ISCA Archive Interspeech 2020
ISCA Archive Interspeech 2020

STC-Innovation Speaker Recognition Systems for Far-Field Speaker Verification Challenge 2020

Aleksei Gusev, Vladimir Volokhov, Alisa Vinogradova, Tseren Andzhukaev, Andrey Shulipa, Sergey Novoselov, Timur Pekhovsky, Alexander Kozlov

This paper presents speaker recognition (SR) systems submitted by the Speech Technology Center (STC) team to the Far-Field Speaker Verification Challenge 2020. SR tasks of the challenge are focused on the problem of far-field text-dependent speaker verification from single microphone array (Track 1), far-field text-independent speaker verification from single microphone array (Track 2) and far-field text-dependent speaker verification from distributed microphone arrays (Track 3).

In this paper, we present techniques and ideas underlying our best performing models. A number of experiments on x-vector-based and ResNet-like architectures show that ResNet-based networks outperform x-vector-based systems.
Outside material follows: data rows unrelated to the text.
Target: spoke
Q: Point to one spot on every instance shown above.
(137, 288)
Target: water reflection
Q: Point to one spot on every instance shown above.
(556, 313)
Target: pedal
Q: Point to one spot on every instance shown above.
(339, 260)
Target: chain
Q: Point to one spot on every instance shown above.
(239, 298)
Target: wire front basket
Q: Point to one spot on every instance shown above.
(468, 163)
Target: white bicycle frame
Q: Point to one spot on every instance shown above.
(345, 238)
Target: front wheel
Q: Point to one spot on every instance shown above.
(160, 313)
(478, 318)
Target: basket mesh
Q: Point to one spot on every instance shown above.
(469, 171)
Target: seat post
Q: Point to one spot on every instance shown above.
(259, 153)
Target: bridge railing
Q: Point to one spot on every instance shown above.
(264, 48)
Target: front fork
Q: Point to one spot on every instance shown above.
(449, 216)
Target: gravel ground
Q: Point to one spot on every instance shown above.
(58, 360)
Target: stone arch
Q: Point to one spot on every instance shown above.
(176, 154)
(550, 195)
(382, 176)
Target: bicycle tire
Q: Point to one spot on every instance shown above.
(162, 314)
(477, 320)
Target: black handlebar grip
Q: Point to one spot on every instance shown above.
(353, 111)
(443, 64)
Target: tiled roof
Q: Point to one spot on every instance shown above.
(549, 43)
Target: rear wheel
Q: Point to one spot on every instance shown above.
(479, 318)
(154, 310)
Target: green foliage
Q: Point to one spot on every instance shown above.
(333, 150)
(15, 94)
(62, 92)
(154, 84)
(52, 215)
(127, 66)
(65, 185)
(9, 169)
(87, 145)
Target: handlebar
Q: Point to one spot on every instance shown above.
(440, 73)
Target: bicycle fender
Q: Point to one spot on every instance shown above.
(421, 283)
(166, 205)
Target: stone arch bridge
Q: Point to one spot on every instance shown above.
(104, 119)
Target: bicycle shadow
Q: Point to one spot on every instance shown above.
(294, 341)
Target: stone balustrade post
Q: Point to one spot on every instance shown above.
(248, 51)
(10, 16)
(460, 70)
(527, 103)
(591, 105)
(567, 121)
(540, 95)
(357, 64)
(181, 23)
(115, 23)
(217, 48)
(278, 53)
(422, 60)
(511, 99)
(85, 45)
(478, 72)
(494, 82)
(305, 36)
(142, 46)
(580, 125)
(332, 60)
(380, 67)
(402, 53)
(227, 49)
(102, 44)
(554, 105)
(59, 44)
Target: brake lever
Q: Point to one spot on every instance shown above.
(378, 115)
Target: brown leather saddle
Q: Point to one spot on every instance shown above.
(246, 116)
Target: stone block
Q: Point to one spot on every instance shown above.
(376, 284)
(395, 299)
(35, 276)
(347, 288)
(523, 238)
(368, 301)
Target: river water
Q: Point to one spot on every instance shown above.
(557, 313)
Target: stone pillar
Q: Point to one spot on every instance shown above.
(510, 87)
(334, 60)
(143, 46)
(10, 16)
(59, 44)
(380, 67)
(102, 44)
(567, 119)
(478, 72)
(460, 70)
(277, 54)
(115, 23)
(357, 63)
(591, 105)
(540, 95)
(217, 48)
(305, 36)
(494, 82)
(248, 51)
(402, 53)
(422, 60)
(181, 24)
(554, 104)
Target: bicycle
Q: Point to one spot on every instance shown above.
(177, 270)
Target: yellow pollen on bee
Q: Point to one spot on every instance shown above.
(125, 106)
Submitted systems are the fusions of ResNet34-based extractors, trained on 80 Log Mel-filter bank energies (MFBs) post-processed with U-net-like voice activity detector (VAD). The best systems for the Track 1, Track 2 and Track 3 achieved 5.08% EER and 0.500 Cmindet, 5.39% EER and 0.541 Cmindet and 5.53% EER and 0.458 Cmindet on the challenge evaluation sets respectively.